Top 30 Shortlisted in Alternate Realities 2022 International Architecture Competition
Ursula Emerymcclure, Sarah Young, Michael McClure, and Kristie Cheramie
Climate change means much more than temperature increases. It means MORE water, LESS water, MORE volatility, LESS predictability, places of ABUNDANCE, and places of SCARCITY.
The Gulf Coast is saturated with rainfall; the West/Southwest is dry as a bone, on fire, and drought-ridden. So, if we understand climate change disproportionately shifts resources in the future, how can we capture abundance and redistribute it to places of scarcity?
For this alternate reality, we appropriate the Oil & Gas industries’ pipeline infrastructure currently operating across the US. At the technological forefront of liquid transfer, the industries’ fluid transport infrastructures distribute capital assets from source points to distribution networks. WaterBANKS appropriates this existing infrastructural, industrial system and proposes reusing and augmenting it to distribute water. WATER IS THE NEW OIL!!!
WaterBANKS proposes to gather the abundant stormwater from Houston and New Orleans (both plagued with rainstorm flooding), move it through the urban drainage systems to geographical low points, pipe it to the banks through constructed wetland filters, and store it in the banks for purchase and continental distribution.
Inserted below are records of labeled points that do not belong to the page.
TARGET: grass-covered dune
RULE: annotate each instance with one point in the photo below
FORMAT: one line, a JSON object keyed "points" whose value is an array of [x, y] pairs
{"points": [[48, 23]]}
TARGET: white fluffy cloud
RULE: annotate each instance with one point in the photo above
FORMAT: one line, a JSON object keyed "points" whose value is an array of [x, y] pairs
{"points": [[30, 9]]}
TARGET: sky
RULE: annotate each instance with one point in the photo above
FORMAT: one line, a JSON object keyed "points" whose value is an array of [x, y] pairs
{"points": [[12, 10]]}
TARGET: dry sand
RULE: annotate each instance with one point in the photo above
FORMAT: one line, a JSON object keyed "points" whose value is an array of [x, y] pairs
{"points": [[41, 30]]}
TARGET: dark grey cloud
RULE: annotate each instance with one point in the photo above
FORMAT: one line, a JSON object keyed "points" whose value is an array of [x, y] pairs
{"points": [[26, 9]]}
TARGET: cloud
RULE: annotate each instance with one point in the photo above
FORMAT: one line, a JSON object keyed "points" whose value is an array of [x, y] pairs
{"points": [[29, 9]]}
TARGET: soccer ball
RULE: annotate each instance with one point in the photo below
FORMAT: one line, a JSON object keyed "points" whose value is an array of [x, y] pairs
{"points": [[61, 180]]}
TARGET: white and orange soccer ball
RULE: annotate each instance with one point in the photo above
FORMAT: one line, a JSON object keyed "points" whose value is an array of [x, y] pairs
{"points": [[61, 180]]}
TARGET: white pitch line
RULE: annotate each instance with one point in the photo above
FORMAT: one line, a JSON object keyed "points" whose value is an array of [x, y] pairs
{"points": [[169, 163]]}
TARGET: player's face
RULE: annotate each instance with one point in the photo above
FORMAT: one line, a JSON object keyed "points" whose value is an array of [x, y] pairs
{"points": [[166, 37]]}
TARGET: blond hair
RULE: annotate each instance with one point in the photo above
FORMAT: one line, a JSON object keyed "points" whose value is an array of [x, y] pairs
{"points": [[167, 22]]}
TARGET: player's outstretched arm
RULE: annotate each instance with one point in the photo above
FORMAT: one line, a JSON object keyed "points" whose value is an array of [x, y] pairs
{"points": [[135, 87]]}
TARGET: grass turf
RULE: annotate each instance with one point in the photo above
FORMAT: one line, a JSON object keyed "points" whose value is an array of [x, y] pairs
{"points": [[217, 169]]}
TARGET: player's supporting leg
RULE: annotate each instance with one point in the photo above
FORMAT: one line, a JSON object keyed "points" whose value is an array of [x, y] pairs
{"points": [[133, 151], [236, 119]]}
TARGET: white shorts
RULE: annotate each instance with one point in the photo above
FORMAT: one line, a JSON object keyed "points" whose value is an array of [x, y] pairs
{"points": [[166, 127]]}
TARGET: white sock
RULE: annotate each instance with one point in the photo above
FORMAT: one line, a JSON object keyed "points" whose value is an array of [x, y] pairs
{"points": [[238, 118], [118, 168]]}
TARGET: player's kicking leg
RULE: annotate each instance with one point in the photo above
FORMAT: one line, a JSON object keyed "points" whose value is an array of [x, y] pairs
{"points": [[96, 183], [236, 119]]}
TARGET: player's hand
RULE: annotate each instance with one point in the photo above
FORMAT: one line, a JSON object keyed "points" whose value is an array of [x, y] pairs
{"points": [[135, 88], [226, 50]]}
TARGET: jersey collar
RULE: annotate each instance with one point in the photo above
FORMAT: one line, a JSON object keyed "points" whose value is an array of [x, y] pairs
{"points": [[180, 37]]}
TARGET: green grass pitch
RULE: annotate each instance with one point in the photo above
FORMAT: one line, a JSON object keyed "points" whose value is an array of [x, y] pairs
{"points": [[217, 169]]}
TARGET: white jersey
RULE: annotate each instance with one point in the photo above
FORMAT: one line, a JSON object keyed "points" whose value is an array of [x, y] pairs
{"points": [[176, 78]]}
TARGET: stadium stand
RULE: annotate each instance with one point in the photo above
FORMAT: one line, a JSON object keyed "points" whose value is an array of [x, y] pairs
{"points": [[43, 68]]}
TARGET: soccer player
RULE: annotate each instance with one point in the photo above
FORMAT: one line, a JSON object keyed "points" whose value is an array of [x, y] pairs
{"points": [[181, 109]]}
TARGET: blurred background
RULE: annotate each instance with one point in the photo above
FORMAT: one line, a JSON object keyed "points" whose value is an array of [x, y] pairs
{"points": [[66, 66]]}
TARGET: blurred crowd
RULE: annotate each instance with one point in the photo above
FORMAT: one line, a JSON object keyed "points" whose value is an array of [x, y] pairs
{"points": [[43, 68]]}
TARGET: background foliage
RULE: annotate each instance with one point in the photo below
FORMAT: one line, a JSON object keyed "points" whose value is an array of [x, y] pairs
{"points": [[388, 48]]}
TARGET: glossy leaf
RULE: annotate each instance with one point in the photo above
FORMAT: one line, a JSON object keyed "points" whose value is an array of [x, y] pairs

Metropolises and aquifers in need can connect to the distribution network and purchase water from the BANKS. Upon purchase, WaterBANKS will fill pipelines, open valves, and pump to places of scarcity. Water will trade on the stock exchange, and supply levels and demand will control pricing. Users will access this precious commodity at local parking lot distribution kiosks.
All living things need water.
WaterBANKS attempts to fulfill that need.